Alla Att.ne del DPO (Responsabile Protezione Dati) dell’Ente. Oggetto: Ammonizione per violazione del GDPR per utilizzo Google Analytics su sito istituzionale La presente comunicazione come Ammonimento per segnalare violazione del GDPR avvenuta dal vs. Ente $des_amm con responsabile Dott. $nome_resp $cogn_resp derivante dall’utilizzo presso il sito $sito_*istituzionale del fornitore Google, secondo quanto confermato dalla decisione dell'EDPS nell'arrivare a sanzionare il Parlamento Europeo per l'uso dello strumento Google Analytics come indicato in seguito https://noyb.eu/en/edps-sanctions-parliament-over-eu-us-data-transfers-google-and-stripe . La presente viene inviata in via informativa per consentire una rapida rimozione di Google Analytics, rimandando raccomandato dalla Agenzia per l'Italia Digitale Web Analytics Italia https://www.agid.gov.it/it/design-servizi/web-analytics-italia . Il rendiconto delle Pubbliche Amministrazioni in violazione viene pubblicato come report e inviato come segnalazione al Garante per la Protezione dei Dati e al Difensore Civico Digitale. END_TEMPLATE_FOR_BODY

The script sending the email must write a short summary report and state file of the email sent and the email that had errors.

It must be possible to interrupt the script and execute it again, so that the script will starts agains sending email back to the point it has been interrupted.

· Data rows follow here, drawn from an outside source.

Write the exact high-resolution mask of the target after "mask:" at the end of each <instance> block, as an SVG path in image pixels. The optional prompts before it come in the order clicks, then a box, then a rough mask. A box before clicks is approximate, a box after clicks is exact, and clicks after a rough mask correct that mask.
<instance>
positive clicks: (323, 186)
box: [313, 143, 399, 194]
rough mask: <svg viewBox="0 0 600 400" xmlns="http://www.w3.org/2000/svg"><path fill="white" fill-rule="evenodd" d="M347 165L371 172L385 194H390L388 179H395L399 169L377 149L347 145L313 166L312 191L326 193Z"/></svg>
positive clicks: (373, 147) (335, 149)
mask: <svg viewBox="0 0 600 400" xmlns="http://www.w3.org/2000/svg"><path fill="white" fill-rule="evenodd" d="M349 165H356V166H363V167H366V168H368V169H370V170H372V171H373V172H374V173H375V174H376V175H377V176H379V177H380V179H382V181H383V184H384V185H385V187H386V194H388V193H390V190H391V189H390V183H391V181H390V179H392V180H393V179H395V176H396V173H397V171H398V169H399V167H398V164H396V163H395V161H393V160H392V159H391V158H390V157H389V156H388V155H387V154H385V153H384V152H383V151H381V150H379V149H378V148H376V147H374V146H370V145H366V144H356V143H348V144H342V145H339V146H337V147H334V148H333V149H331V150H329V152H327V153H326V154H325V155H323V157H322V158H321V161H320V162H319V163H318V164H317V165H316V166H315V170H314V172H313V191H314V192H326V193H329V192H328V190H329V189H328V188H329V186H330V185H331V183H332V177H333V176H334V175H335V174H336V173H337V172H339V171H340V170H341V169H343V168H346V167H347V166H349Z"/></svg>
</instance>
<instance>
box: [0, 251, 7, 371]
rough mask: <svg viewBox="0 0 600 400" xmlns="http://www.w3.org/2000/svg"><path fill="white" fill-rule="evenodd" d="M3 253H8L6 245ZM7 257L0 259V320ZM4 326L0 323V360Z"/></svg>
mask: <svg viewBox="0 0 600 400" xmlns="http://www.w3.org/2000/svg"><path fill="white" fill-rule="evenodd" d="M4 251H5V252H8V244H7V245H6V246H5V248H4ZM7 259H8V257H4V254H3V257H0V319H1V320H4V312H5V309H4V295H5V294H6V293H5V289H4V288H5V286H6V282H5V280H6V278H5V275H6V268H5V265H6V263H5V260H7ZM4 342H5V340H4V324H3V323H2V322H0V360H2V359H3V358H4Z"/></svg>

The Second Database Enrichment - Point 5

This process must take as an input the output of Point 4 and enrich the file of Point 3, creating a full database of Italian Public Agencies, extending with the information:

  • notification_success: Successful notification or Not (0 or 1)
  • notification_date: Date of Notification
  • notification_time: Time of Notification

The final results is the database downloaded at Point 1 with the additional field enriched at Point 3 and Point 5.